Cinnamon has been touted as a great way to lower blood pressure while managing blood sugar levels, but, according to this article, it can also help to reduce pain related to arthritis. It achieves this effect by reducing inflammation around the joints which helps to prevent tissue damage, and by slowing bone loss from these areas.
According to this article, garlic milk is not only effective at treating worms and eventually sweating legs, but it can also help to relieve symptoms related to the back condition sciatica. The remedy is exactly what it sounds like—freshly crushed garlic is mixed in with raw milk and drunk. Or apparently, the garlic can be cooked in milk and consumed that way but is less potent.
This is a very interesting essay by a Yale doctor who was hospitalized earlier this summer with a tick-related disease. He kept developing terrible headaches which were not helped by the drugs he was prescribed to relieve them. In fact, this surprised him because the drugs had been shown to be effective, and as such, he fully expected them to work. The doctor explains that the placebo effect is real and can have a material impact on the recipient.
Something that did work to relieve his pain was his wife’s massages. Massages have been shown to be an effective form of therapy in that it may help to improve circulation and reduce inflammation. But the doctor also believes the healing had to do the fact that the touch was from a human who happens to love him.
He cites a visor device that is designed to prevent migraines. It works by producing an electromagnetic field that stimulates certain nerves to stop the pain from developing. His hypothesis is that the electromagnetic fields produced by his wife and humans in general can have a similar effect on the nervous system.

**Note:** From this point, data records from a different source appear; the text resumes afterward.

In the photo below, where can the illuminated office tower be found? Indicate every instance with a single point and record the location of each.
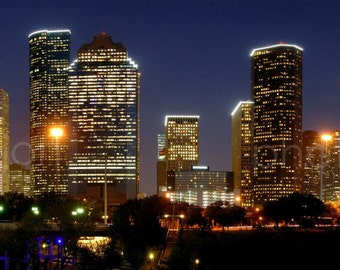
(161, 172)
(4, 142)
(19, 179)
(181, 133)
(276, 88)
(49, 53)
(242, 133)
(311, 145)
(331, 166)
(104, 86)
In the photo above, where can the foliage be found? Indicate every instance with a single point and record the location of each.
(224, 214)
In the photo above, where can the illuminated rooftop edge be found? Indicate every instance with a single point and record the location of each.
(240, 103)
(180, 116)
(49, 31)
(277, 45)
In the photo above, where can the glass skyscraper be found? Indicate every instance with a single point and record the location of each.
(242, 160)
(49, 53)
(104, 86)
(4, 142)
(182, 145)
(276, 89)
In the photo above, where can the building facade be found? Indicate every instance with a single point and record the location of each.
(242, 142)
(104, 86)
(276, 90)
(202, 187)
(312, 150)
(182, 144)
(4, 142)
(161, 172)
(49, 54)
(20, 179)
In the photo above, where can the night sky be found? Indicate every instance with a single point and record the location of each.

Just as you think you’ve become familiar with most of the herbs that have pain-relieving properties, you come upon a post like this one that lists four you’ve never heard of. According to reports, blue lotus can help with muscle issues, Kava Kava works as an analgesic, wild opium lettuce is a painkiller, and kratom helps with severe pain. If you decide to explore any one of these options, it’s important to do additional research on the herb and proper sources for it.
This Q&A in the Straits Times of Singapore is particularly interesting because the answer is clearly from an Eastern medicine perspective. The writer asks about her severe shoulder pain which one doctor has diagnosed as degenerative spine disorder and another has said is frozen shoulder. The medical expert acknowledges that either of these two conditions can cause such shoulder pain, but in traditional Chinese medicine, it means she has issues with her liver and kidneys.